I am trying to understand the following code.
// File: LambdaTest.java
package test;
import org.apache.spark.SparkConf;
import org.apache.spark.api.java.JavaRDD;
import org.apache.spark.api.java.JavaSparkContext;
import java.io.Serializable;
import java.util.Arrays;
import java.util.List;
import java.util.function.Function;
public class LambdaTest implements Ops {
public static void main(String[] args) {
new LambdaTest().job();
}
public void job() {
SparkConf conf = new SparkConf()
.setAppName(LambdaTest.class.getName())
.setMaster("local[*]");
JavaSparkContext jsc = new JavaSparkContext(conf);
List<Integer> lst = Arrays.asList(1, 2, 3, 4, 5, 6);
JavaRDD<Integer> rdd = jsc.parallelize(lst);
Function<Integer, Integer> func1 = (Function<Integer, Integer> & Serializable) x -> x * x;
Function<Integer, Integer> func2 = x -> x * x;
System.out.println(func1.getClass()); //test.LambdaTest$$Lambda$8/390374517
System.out.println(func2.getClass()); //test.LambdaTest$$Lambda$9/208350681
this.doSomething(rdd, func1); // works
this.doSomething(rdd, func2); // org.apache.spark.SparkException: Task not serializable
}
}
// File: Ops.java
package test;
import org.apache.spark.api.java.JavaRDD;
import java.util.function.Function;
public interface Ops {
default void doSomething(JavaRDD<Integer> rdd, Function<Integer, Integer> func) {
rdd.map(x -> x + func.apply(x))
.collect()
.forEach(System.out::println);
}
}
The difference is func1
is casted with a Serializable
bound, while func2
is not.
When looking at the run time class of the two functions, they are both anonymous class under LambdaTest
class
They are both used in an RDD transformation in an interface, then the two functions and LambdaTest
should be serializable.
As you see, LambdaTest
does not implement Serializable
interface.

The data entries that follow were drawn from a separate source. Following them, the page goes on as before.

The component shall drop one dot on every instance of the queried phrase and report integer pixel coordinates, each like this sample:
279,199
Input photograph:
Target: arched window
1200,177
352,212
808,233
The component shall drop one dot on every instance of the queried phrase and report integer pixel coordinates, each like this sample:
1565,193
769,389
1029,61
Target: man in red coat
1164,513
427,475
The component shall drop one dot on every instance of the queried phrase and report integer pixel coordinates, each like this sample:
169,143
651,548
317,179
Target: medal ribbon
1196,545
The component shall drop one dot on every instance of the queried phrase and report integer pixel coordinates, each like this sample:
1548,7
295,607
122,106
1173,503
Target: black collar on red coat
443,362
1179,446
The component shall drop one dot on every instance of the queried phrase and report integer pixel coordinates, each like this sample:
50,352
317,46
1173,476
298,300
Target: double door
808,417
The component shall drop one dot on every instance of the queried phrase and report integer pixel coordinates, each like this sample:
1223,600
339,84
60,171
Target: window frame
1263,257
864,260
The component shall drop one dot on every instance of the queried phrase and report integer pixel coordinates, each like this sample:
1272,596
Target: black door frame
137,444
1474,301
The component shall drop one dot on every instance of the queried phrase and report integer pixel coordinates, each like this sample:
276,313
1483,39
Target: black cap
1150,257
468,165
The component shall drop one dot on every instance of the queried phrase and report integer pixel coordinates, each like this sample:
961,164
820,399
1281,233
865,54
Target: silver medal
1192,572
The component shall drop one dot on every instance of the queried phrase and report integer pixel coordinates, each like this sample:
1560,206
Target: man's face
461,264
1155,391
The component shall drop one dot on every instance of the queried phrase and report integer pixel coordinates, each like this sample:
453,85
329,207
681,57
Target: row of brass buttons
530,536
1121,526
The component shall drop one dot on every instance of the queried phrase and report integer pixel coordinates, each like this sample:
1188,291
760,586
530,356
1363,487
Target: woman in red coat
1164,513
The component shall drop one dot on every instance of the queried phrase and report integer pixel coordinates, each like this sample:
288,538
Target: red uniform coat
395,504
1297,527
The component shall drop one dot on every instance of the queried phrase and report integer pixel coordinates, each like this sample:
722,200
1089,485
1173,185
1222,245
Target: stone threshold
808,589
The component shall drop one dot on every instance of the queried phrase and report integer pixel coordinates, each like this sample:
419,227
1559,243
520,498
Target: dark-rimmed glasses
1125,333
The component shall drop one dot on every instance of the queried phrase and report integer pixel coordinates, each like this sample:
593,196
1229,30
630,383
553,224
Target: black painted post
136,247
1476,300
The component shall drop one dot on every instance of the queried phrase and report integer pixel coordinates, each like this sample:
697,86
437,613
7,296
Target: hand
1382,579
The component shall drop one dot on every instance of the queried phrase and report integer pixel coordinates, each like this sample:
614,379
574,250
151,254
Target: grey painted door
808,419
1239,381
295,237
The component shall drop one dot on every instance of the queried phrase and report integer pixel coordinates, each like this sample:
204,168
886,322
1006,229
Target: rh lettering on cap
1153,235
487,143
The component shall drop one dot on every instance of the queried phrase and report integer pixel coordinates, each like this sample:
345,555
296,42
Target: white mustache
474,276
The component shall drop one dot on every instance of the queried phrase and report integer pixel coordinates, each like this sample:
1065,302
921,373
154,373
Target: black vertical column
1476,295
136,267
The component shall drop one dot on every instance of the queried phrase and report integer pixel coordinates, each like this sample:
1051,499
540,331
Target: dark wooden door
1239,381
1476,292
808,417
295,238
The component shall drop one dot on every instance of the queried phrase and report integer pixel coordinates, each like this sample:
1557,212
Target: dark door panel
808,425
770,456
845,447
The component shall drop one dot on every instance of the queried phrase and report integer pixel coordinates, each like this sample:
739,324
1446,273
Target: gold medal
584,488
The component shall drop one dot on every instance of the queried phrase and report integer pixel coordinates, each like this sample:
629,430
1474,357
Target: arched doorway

So I think the two func should not work. But surprisingly, func1
works.
The stack trace for func2
is the following:
Serialization stack:
- object not serializable (class: test.LambdaTest$$Lambda$9/208350681, value: test.LambdaTest$$Lambda$9/208350681@61d84e08)
- element of array (index: 0)
- array (class [Ljava.lang.Object;, size 1)
- field (class: java.lang.invoke.SerializedLambda, name: capturedArgs, type: class [Ljava.lang.Object;)
- object (class java.lang.invoke.SerializedLambda, SerializedLambda[capturingClass=interface fr.leboncoin.etl.jobs.test.Ops, functionalInterfaceMethod=org/apache/spark/api/java/function/Function.call:(Ljava/lang/Object;)Ljava/lang/Object;, implementation=invokeStatic fr/leboncoin/etl/jobs/test/Ops.lambda$doSomething$1024e30a$1:(Ljava/util/function/Function;Ljava/lang/Integer;)Ljava/lang/Integer;, instantiatedMethodType=(Ljava/lang/Integer;)Ljava/lang/Integer;, numCaptured=1])
- writeReplace data (class: java.lang.invoke.SerializedLambda)
- object (class fr.leboncoin.etl.jobs.test.Ops$$Lambda$10/1470295349, fr.leboncoin.etl.jobs.test.Ops$$Lambda$10/1470295349@4e1459ea)
- field (class: org.apache.spark.api.java.JavaPairRDD$$anonfun$toScalaFunction$1, name: fun$1, type: interface org.apache.spark.api.java.function.Function)
- object (class org.apache.spark.api.java.JavaPairRDD$$anonfun$toScalaFunction$1, <function1>)
at org.apache.spark.serializer.SerializationDebugger$.improveException(SerializationDebugger.scala:40)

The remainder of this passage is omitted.